# Spain - Mercia/Valencia - anyone there now?



## 103374 (Mar 13, 2007)

We're fulltiming and are currently in Mercia, will be moving up to Benidorm next month and working our way up to Germany in May. Havn't met anyone from MHF, so anyone out there fancy meeting up?


----------



## asprn (Feb 10, 2006)

kevathome said:


> We're fulltiming and are currently in Mercia


Assuming you're not in Wales, you might mean Murcia. 

Dougie.


----------



## teensvan (May 9, 2005)

Hi kevathome.
We are in benidorm on camping villasol until the end of march we may get to meet up if you get to benidorm. Hope the weather here gets better soon.
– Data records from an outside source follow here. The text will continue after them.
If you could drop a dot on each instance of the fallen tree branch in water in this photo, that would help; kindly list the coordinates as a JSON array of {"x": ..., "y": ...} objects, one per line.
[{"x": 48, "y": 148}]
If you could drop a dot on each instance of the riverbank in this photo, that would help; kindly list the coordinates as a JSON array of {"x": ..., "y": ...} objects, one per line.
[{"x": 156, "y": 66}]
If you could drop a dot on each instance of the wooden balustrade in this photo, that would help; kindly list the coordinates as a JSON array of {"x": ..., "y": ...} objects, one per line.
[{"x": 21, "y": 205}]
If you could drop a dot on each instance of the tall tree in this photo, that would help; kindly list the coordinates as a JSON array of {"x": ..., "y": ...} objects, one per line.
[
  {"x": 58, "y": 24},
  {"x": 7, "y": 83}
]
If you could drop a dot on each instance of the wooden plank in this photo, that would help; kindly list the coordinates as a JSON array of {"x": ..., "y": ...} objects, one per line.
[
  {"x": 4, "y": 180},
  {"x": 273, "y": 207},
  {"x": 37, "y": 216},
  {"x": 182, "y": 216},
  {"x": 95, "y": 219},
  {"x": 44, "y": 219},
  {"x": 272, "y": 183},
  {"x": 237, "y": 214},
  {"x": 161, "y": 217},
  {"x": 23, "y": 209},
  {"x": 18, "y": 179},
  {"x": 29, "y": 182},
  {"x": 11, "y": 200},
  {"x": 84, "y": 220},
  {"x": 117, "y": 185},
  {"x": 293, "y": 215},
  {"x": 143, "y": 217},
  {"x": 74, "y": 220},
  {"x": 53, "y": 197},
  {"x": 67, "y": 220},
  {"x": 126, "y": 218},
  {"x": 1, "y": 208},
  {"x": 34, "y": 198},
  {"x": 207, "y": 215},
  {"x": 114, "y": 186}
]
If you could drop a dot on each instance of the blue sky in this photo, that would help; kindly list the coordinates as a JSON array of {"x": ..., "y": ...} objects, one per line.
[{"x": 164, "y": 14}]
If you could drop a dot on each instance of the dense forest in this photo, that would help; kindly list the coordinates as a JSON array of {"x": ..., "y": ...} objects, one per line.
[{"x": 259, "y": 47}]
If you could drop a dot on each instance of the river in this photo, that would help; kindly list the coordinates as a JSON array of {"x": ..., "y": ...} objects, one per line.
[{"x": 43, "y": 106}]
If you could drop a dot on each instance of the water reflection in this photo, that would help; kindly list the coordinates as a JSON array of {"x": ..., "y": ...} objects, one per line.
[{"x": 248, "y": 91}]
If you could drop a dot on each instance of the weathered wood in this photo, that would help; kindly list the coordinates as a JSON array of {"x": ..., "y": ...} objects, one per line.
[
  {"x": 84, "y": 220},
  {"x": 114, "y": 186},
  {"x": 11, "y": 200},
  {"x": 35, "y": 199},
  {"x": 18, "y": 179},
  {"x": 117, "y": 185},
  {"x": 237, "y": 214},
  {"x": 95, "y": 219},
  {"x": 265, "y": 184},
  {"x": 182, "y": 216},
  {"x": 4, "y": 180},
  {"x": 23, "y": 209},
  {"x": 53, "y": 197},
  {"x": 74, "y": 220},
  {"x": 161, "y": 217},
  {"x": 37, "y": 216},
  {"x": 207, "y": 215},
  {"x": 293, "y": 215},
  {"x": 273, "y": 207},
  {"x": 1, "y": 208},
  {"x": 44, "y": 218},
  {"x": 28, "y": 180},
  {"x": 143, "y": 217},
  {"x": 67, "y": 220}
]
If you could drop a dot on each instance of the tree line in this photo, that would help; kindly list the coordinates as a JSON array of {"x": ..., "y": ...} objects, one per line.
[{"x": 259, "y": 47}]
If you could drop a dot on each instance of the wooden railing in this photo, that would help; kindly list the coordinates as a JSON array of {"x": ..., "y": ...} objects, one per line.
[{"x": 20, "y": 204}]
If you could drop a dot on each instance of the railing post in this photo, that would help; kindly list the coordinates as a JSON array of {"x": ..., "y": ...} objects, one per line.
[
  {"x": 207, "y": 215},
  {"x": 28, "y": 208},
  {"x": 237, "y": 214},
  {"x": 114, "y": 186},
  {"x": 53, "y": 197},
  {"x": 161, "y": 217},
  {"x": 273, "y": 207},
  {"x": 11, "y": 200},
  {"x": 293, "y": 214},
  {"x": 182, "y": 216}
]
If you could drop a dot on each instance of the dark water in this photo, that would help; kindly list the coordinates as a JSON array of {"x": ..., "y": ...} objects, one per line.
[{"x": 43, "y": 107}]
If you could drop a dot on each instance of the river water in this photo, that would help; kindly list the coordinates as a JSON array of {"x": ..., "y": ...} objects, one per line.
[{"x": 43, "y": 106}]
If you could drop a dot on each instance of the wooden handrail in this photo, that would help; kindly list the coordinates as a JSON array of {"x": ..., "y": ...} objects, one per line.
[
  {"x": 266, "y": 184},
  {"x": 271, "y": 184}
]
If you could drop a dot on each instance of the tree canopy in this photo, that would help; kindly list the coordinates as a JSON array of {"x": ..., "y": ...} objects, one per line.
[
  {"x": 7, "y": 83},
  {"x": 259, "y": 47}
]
steve & ann. ---------------- teensvan.


----------



## 103374 (Mar 13, 2007)

Dougie,
Thanks for spotting the deliberate mistake - only there to see if anyone paying attention (theys nowt rong wif muy spelging)

Steve & Ann,
Planning on getting to Beni feb 20/21 and hoping to stay on Villasol. Havn't booked - how full is it?

Kevin & Marilyn


----------



## teensvan (May 9, 2005)

Hi kevathome.

This time last year you would have been lucky to find a pitch. Not so this year there are about 40-50 pitches spare. None of the sites are full this year. 
Safe journey we shall still be here when you arrive.

steve & ann. -------------- teensvan.


----------



## Droop (Nov 21, 2007)

*Murcia - Benidorm*

I'm in Murcia, looking to head for Benidorm today


----------



## Droop (Nov 21, 2007)

*Valencia*

Will be in Valencia tonight


----------



## 103374 (Mar 13, 2007)

Hi Steve & Ann,
How are things in Benidorm, high winds here have forced everyone to put down sat dishes and talk to eachother instead of watch TV.
Pool is 38'C and we sit in there like those japanese monkeys you see on TV. Looking forward to the nightlife - anything new & exiting?

Hi Droop,
Hope you made Valencia ok, windy or what! Have you chosen a site in Beni and how long are you planning on staying?

Regards 
Kevin & Marilyn


----------



## teensvan (May 9, 2005)

Hi kevathome.

The weather forecast shows winds of 15Klm but it has been blowing at about 50Klm for the past 3 hours and seems to be getting worse. The awning is banging about like mad. The van is also rocking about as i type this post.

steve & ann. ------------ teensvan.


----------